For this is the work of heroes. Where a leader has ideas that are more unselfish than those of his time, he is deposed, poisoned, or ridiculed, and his value as an educational force may be increased by any of these things. Socrates deliberately kept out of politics for many years, knowing that if he took part, his sense of justice would lead to his execution, and fearing to throw away his life; he finally expended it with such ability as to make every atom count. The scholars have not understood his Apology because they could not fathom the instinct of the agitator. It is the same with the martyrs, with the Quakers in Puritan New England, with the Anti-Slavery people. Their conduct was governed by the truest understanding of how to draw out and develop the conscience of others. The man who dies for his country does no more.
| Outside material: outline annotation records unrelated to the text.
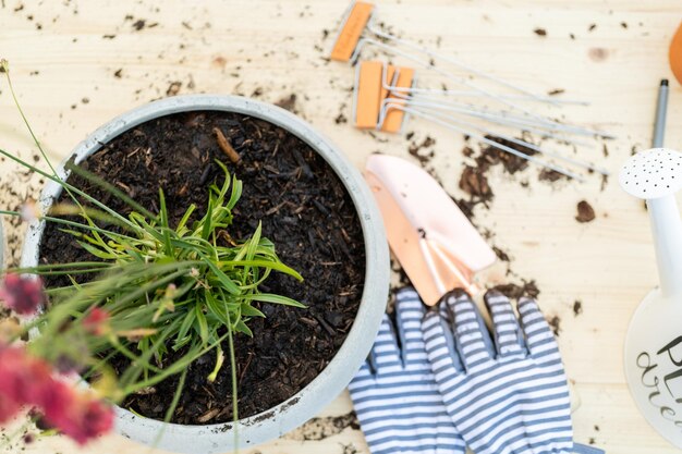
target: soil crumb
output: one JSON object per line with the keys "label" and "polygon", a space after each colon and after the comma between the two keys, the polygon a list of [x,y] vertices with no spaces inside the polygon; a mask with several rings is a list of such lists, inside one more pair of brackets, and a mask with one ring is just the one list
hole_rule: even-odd
{"label": "soil crumb", "polygon": [[355,412],[341,416],[313,418],[296,430],[289,432],[284,438],[299,441],[319,441],[341,433],[349,427],[353,430],[360,430]]}
{"label": "soil crumb", "polygon": [[555,335],[559,338],[559,334],[561,333],[561,318],[559,318],[559,316],[553,316],[547,320],[547,322],[549,323],[549,327],[553,331]]}
{"label": "soil crumb", "polygon": [[411,156],[414,156],[415,158],[417,158],[421,164],[426,164],[435,156],[435,152],[434,150],[430,150],[430,152],[428,152],[427,155],[424,155],[424,154],[421,154],[419,151],[425,148],[433,147],[434,145],[436,145],[436,139],[433,138],[431,136],[426,136],[424,140],[422,140],[421,144],[416,142],[413,142],[412,144],[410,144],[407,151],[410,152]]}
{"label": "soil crumb", "polygon": [[537,298],[537,296],[540,294],[540,291],[535,284],[535,280],[525,281],[522,279],[521,282],[522,284],[510,283],[496,285],[492,287],[492,290],[497,290],[510,299],[519,299],[522,296],[527,296],[534,299]]}
{"label": "soil crumb", "polygon": [[592,222],[595,219],[595,210],[586,200],[577,203],[577,216],[575,220],[581,223]]}
{"label": "soil crumb", "polygon": [[285,96],[279,101],[275,102],[275,106],[281,107],[282,109],[288,110],[290,112],[295,112],[296,111],[296,95],[292,93],[291,95]]}

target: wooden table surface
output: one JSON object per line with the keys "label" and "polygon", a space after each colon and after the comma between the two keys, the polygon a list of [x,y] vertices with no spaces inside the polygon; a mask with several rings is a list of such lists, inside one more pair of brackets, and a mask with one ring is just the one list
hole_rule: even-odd
{"label": "wooden table surface", "polygon": [[[239,94],[271,102],[294,94],[296,112],[358,168],[376,151],[414,159],[411,144],[434,138],[419,152],[434,151],[427,165],[451,195],[463,197],[458,182],[467,158],[461,134],[412,120],[406,131],[414,136],[409,139],[343,123],[351,116],[354,73],[325,58],[345,5],[333,0],[1,0],[0,57],[10,61],[23,107],[54,159],[112,116],[167,94]],[[538,111],[616,134],[606,143],[588,139],[575,154],[616,173],[632,150],[650,143],[656,89],[661,77],[671,77],[667,46],[682,20],[682,3],[402,0],[381,2],[378,15],[403,37],[439,47],[479,70],[540,94],[563,89],[567,98],[589,100],[589,107]],[[4,81],[0,90],[2,148],[28,158],[34,149]],[[671,83],[668,125],[667,145],[682,148],[682,89],[677,83]],[[551,140],[544,145],[558,146]],[[0,165],[3,208],[36,196],[40,182],[7,162]],[[538,172],[535,167],[515,175],[499,165],[491,170],[496,196],[487,208],[476,208],[475,222],[491,232],[490,242],[511,262],[492,269],[488,282],[535,280],[541,308],[560,320],[559,344],[580,403],[573,417],[576,441],[618,454],[675,452],[640,416],[623,375],[630,316],[657,283],[643,204],[625,195],[616,176],[602,187],[596,175],[584,183],[549,184],[538,181]],[[596,211],[593,222],[574,219],[583,199]],[[16,260],[21,226],[8,228]],[[504,278],[507,268],[511,274]],[[582,302],[580,315],[573,311],[575,300]],[[351,410],[344,393],[302,429],[244,452],[366,453],[352,417],[343,417]],[[25,452],[66,453],[74,446],[50,438]],[[84,452],[150,450],[110,435]]]}

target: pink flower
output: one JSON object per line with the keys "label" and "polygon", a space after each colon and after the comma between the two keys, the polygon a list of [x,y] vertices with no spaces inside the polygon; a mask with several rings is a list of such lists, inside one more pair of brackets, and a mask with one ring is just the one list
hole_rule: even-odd
{"label": "pink flower", "polygon": [[113,410],[102,402],[76,394],[56,381],[44,406],[45,419],[80,444],[108,432],[113,426]]}
{"label": "pink flower", "polygon": [[113,426],[110,406],[56,379],[46,361],[22,347],[0,347],[0,422],[22,406],[36,407],[48,425],[80,444]]}
{"label": "pink flower", "polygon": [[9,273],[0,286],[0,299],[16,314],[31,315],[45,302],[42,281]]}
{"label": "pink flower", "polygon": [[107,332],[109,312],[102,308],[94,307],[83,319],[83,327],[87,332],[95,335],[102,335]]}
{"label": "pink flower", "polygon": [[16,401],[0,395],[0,424],[7,422],[16,415],[20,409],[21,405]]}

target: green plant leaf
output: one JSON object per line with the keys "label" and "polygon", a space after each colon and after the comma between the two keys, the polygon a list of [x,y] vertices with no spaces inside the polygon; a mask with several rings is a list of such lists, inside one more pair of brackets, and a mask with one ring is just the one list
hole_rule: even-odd
{"label": "green plant leaf", "polygon": [[252,305],[247,303],[242,303],[242,316],[265,318],[265,314],[263,314],[260,310],[256,309],[255,307],[253,307]]}
{"label": "green plant leaf", "polygon": [[208,343],[208,322],[206,321],[206,316],[204,315],[203,305],[197,304],[194,306],[194,315],[196,317],[196,321],[198,324],[198,334],[204,344]]}
{"label": "green plant leaf", "polygon": [[301,309],[307,309],[308,307],[302,303],[299,303],[295,299],[292,299],[288,296],[275,295],[271,293],[254,293],[251,295],[242,295],[244,299],[261,302],[261,303],[272,303],[272,304],[281,304],[283,306],[293,306],[299,307]]}
{"label": "green plant leaf", "polygon": [[230,292],[232,295],[239,295],[241,293],[240,287],[226,273],[220,271],[220,268],[218,268],[216,263],[206,258],[204,259],[204,262],[208,266],[208,268],[210,268],[214,274],[216,274],[216,278],[218,278],[224,290]]}

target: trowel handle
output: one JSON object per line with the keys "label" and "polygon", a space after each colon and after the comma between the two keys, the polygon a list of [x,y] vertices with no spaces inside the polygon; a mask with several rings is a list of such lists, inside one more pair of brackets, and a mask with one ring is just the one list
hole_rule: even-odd
{"label": "trowel handle", "polygon": [[682,297],[682,221],[674,195],[646,201],[663,297]]}

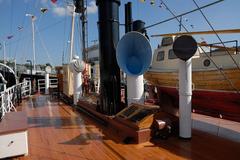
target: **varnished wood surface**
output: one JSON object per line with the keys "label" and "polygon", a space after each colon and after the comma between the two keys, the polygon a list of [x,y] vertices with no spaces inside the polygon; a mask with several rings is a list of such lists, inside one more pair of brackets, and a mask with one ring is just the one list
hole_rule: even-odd
{"label": "varnished wood surface", "polygon": [[123,144],[120,137],[60,101],[35,96],[18,108],[27,113],[29,155],[19,160],[238,160],[240,143],[194,131],[190,141],[171,137]]}
{"label": "varnished wood surface", "polygon": [[[17,122],[17,123],[16,123]],[[25,112],[9,112],[0,121],[0,135],[27,130],[27,116]]]}

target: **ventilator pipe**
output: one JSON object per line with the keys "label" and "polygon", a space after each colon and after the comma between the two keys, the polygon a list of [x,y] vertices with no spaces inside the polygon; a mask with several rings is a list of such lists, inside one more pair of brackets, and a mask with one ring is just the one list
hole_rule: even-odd
{"label": "ventilator pipe", "polygon": [[117,62],[127,74],[128,105],[144,103],[143,74],[149,69],[151,61],[151,45],[142,33],[128,32],[121,38],[117,46]]}
{"label": "ventilator pipe", "polygon": [[45,94],[49,94],[49,73],[45,73]]}
{"label": "ventilator pipe", "polygon": [[73,72],[73,104],[77,105],[78,100],[82,95],[82,73],[85,68],[85,63],[79,59],[77,55],[71,61],[71,70]]}
{"label": "ventilator pipe", "polygon": [[127,100],[128,104],[131,103],[144,103],[144,87],[143,75],[140,76],[127,76]]}
{"label": "ventilator pipe", "polygon": [[192,136],[192,59],[187,61],[179,59],[179,136],[191,138]]}
{"label": "ventilator pipe", "polygon": [[179,58],[179,137],[192,137],[192,59],[197,42],[192,36],[183,35],[173,43],[174,54]]}

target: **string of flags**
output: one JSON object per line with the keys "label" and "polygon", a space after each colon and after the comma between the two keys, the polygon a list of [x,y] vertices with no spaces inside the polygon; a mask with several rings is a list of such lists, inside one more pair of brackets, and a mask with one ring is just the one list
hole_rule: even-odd
{"label": "string of flags", "polygon": [[51,2],[55,4],[57,2],[57,0],[51,0]]}
{"label": "string of flags", "polygon": [[[146,2],[146,0],[139,0],[139,1],[142,2],[142,3]],[[151,4],[152,6],[154,6],[156,1],[155,1],[155,0],[149,0],[149,2],[150,2],[150,4]],[[166,6],[166,4],[165,4],[162,0],[160,0],[160,4],[159,4],[158,7],[161,8],[161,9],[169,10],[169,8]],[[185,21],[185,22],[188,22],[189,20],[188,20],[187,18],[184,18],[184,21]],[[194,26],[193,24],[190,24],[190,27],[191,27],[192,29],[195,28],[195,26]]]}

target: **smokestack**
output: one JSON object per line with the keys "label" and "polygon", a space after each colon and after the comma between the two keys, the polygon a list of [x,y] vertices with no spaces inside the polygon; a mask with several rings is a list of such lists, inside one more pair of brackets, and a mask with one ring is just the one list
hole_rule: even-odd
{"label": "smokestack", "polygon": [[100,107],[107,115],[120,111],[120,69],[116,60],[119,41],[120,0],[97,0],[100,53]]}
{"label": "smokestack", "polygon": [[125,4],[125,33],[132,31],[132,3]]}

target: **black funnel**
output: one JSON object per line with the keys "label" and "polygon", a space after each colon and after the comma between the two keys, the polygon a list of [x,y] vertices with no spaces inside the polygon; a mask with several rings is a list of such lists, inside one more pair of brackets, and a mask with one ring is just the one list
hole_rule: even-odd
{"label": "black funnel", "polygon": [[116,60],[119,41],[120,0],[97,0],[100,53],[100,106],[107,115],[120,111],[120,69]]}

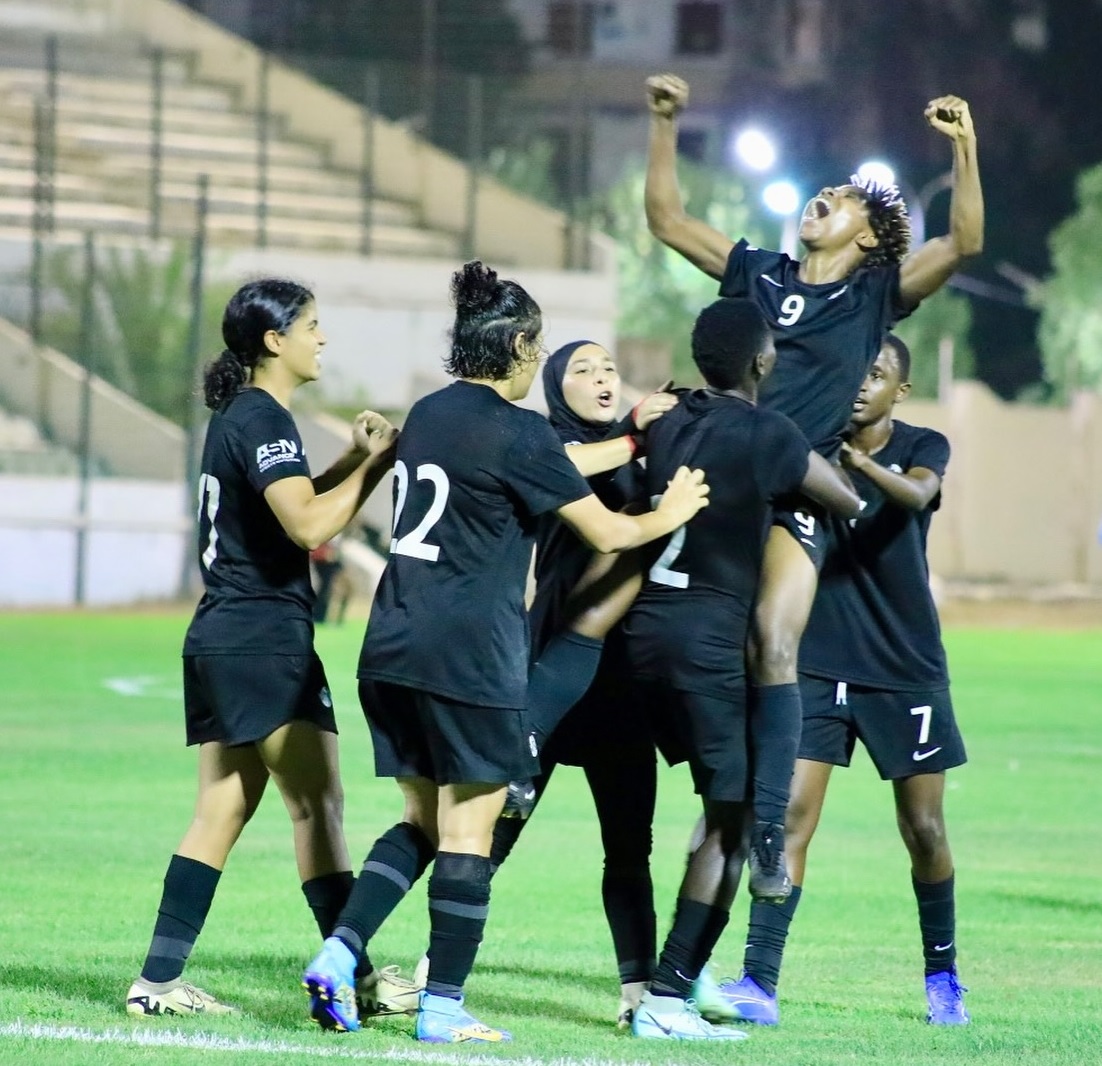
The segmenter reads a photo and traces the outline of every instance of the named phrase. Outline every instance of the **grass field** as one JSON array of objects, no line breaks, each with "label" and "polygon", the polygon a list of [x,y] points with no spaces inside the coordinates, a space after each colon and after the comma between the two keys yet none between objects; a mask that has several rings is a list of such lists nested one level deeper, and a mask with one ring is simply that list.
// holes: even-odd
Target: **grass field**
[{"label": "grass field", "polygon": [[[577,771],[560,771],[495,881],[468,983],[514,1031],[493,1051],[432,1052],[408,1020],[322,1033],[298,988],[316,946],[277,795],[238,844],[188,976],[236,1019],[129,1019],[161,877],[191,814],[179,647],[186,617],[0,615],[0,1063],[304,1062],[834,1064],[1102,1062],[1102,629],[947,633],[971,762],[950,775],[960,967],[973,1024],[923,1024],[921,955],[889,789],[862,756],[835,775],[782,982],[782,1024],[737,1045],[633,1041],[599,903],[599,848]],[[399,814],[371,776],[353,666],[360,627],[318,636],[343,729],[356,861]],[[661,782],[660,935],[695,815],[688,776]],[[736,902],[716,969],[741,956]],[[423,885],[372,946],[408,972],[425,943]]]}]

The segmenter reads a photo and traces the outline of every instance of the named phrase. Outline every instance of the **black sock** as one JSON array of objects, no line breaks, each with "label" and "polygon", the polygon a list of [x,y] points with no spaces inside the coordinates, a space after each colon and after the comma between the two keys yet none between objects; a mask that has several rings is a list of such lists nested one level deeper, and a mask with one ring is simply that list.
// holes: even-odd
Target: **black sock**
[{"label": "black sock", "polygon": [[337,924],[341,912],[348,902],[352,886],[356,883],[350,870],[339,870],[336,873],[323,873],[320,877],[311,877],[302,882],[302,894],[306,897],[310,909],[314,913],[317,930],[324,940]]},{"label": "black sock", "polygon": [[593,683],[604,640],[560,633],[528,671],[528,723],[545,741]]},{"label": "black sock", "polygon": [[203,930],[220,876],[220,870],[195,859],[173,855],[169,860],[153,939],[141,968],[144,980],[161,984],[174,981],[184,972],[184,963]]},{"label": "black sock", "polygon": [[792,894],[780,904],[752,903],[749,928],[746,930],[746,952],[743,970],[773,995],[780,980],[780,963],[785,957],[785,940],[792,924],[796,905],[803,889],[792,885]]},{"label": "black sock", "polygon": [[339,937],[359,959],[379,926],[424,873],[433,854],[431,841],[417,826],[400,821],[388,829],[367,853],[331,935]]},{"label": "black sock", "polygon": [[687,999],[726,928],[728,916],[723,907],[679,898],[650,991]]},{"label": "black sock", "polygon": [[788,790],[803,717],[798,685],[752,685],[750,750],[754,762],[754,817],[785,823]]},{"label": "black sock", "polygon": [[953,874],[937,884],[918,881],[914,874],[910,877],[918,901],[918,928],[922,934],[927,975],[951,970],[957,961],[954,882]]},{"label": "black sock", "polygon": [[458,999],[475,965],[489,913],[489,859],[442,851],[429,877],[432,995]]},{"label": "black sock", "polygon": [[655,976],[655,889],[650,873],[605,871],[601,882],[608,930],[613,935],[620,984]]}]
Another gigantic educator was Bismarck. To have welded the squabbling principalities of Germany into an Empire within a lifetime is one of the achievements of history. But Bismarck held the trump card. He had a cause to serve. His early work must have been his strongest; for since the war with France, patriotism has become the curse of Germany. It is caked into fanaticism, and is being used by autocracy to ruin intellect. This is the mystical yet relentless punishment for the element which was not patriotism but thrift in their conduct. The Germans must be great and unified and recover Alsace for their honor. But what did they want with the French milliards? They mulcted France to spare their pockets, and fastened upon themselves the personal hatred of the French peasant, which gives them William II. for a ruler. They looked upon property as power. Had they seen clearly that power is nothing but sentiment, they would have sown peace.

One reason why Holland lost her supremacy was because she came to regard money as power. She grasped the symbol. For a decline sets in as soon as selfishness has reached such a point that any of these symbols are worshipped. Witness Spain, where the gold of Peru ruined the Spaniards by making them individually selfish.

In the long run virtue and vice contend over national wealth, the first collecting, the second dissipating. Witness Cuba. Witness Ireland. China is wrecked by private greed. In the last analysis it is a matter of personal virtue.

The magnificent intellect and self-control epitomized in Roman Government, took centuries to perish. Is it a wonder these people conquered the world?